No llegó a pensar en ello, porque Ketola le distrajo.

Al principio, Ketola se había quedado mirando con la boca abierta a Heinonen, que estaba en la puerta informando, con cortas y nerviosas frases. Tras sus palabras había surgido una pausa, que a Joentaa se le había antojado muy larga, y entonces Ketola se echó a reír. Rio, se levantó y fue hacia Heinonen, que retrocedió, pero Ketola se quedó plantado a mitad de camino y empezó a gritar.
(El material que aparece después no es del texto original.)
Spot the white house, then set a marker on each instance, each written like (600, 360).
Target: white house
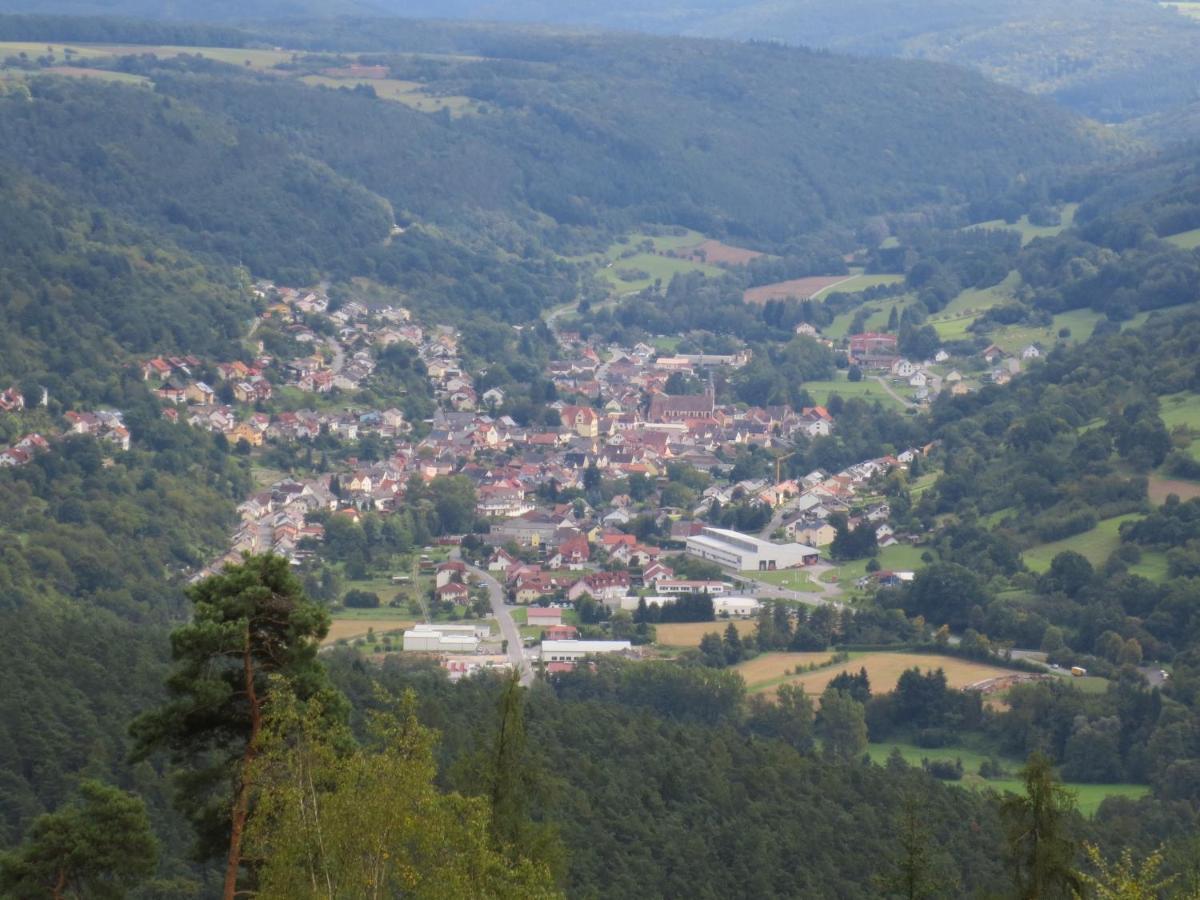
(739, 606)
(429, 640)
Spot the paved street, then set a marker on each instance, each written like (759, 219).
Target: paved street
(509, 629)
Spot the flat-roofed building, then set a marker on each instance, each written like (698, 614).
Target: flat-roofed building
(575, 651)
(743, 552)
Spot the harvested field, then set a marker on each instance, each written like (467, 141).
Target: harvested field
(885, 670)
(345, 629)
(102, 75)
(797, 288)
(769, 669)
(713, 251)
(688, 634)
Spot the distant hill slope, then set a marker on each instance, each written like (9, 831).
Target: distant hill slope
(1109, 59)
(761, 143)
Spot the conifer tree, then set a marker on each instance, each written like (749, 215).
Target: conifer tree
(251, 623)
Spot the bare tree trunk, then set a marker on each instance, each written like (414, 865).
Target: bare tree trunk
(241, 804)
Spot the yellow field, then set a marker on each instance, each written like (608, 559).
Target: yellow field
(688, 634)
(768, 669)
(885, 669)
(411, 94)
(252, 59)
(346, 629)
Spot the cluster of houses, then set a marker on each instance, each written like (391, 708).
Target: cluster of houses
(23, 451)
(275, 520)
(107, 425)
(879, 354)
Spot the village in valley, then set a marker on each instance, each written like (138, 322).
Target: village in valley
(586, 531)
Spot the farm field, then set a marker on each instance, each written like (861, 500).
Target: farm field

Estaba en medio de la sala, y gritaba tan alto que tenía que oírsele en todo el edificio.

—¡Es la mayor mierda que me ha pasado nunca! —gritaba—. ¡Sí, es la gran mierda, exactamente lo que necesito, jódete, viejo, lo haré, lo haré con gusto, lo que usted quiera, siempre a su servicio!

Joentaa vio su rostro desfigurado y pensó que hablaría con Ketola cuando aquello pasara, cuando ese espasmo de gritos concluyera. Le preguntaría qué estaba pasando.

Le hablaría de Sanna.

De pronto Nurmela apareció en la puerta, empujó a un lado al atónito Heinonen y fue hacia Ketola.

—¿Qué está pasando aquí? —preguntó cuando estuvo frente a él.

Ketola no reaccionó. Nurmela lo agarró por las solapas y lo empujó contra el escritorio.

—Estás empezando a atacarme los nervios —dijo—. Te propongo que te vayas a casa y vuelvas mañana siendo un hombre normal. ¿Qué te parece?

—Eso no será posible —Ketola se soltó y se sentó en su escritorio. Se arregló la chaqueta, se irguió y miró a Nurmela con seriedad, como si no hubiera pasado nada.

—¿Qué significa eso? —preguntó Nurmela.

—Significa que tenemos un pequeño problema, no merece la pena hablar de él —dijo Ketola.

Nurmela calló, esperó.

—Una mujer ha sido asesinada —dijo Heinonen desde la puerta—. En Naantali. Fue ahogada con una almohada.

Nurmela no movió un músculo. Joentaa esperaba que dijera algo, pero no lo hizo. Se limitó a asentir y abandonar la estancia, sin mirar a ninguno de ellos.

—Hijo de puta —dijo Ketola.

De camino a Naantali, Ketola guardó un terco silencio, hasta que Joentaa encendió la radio.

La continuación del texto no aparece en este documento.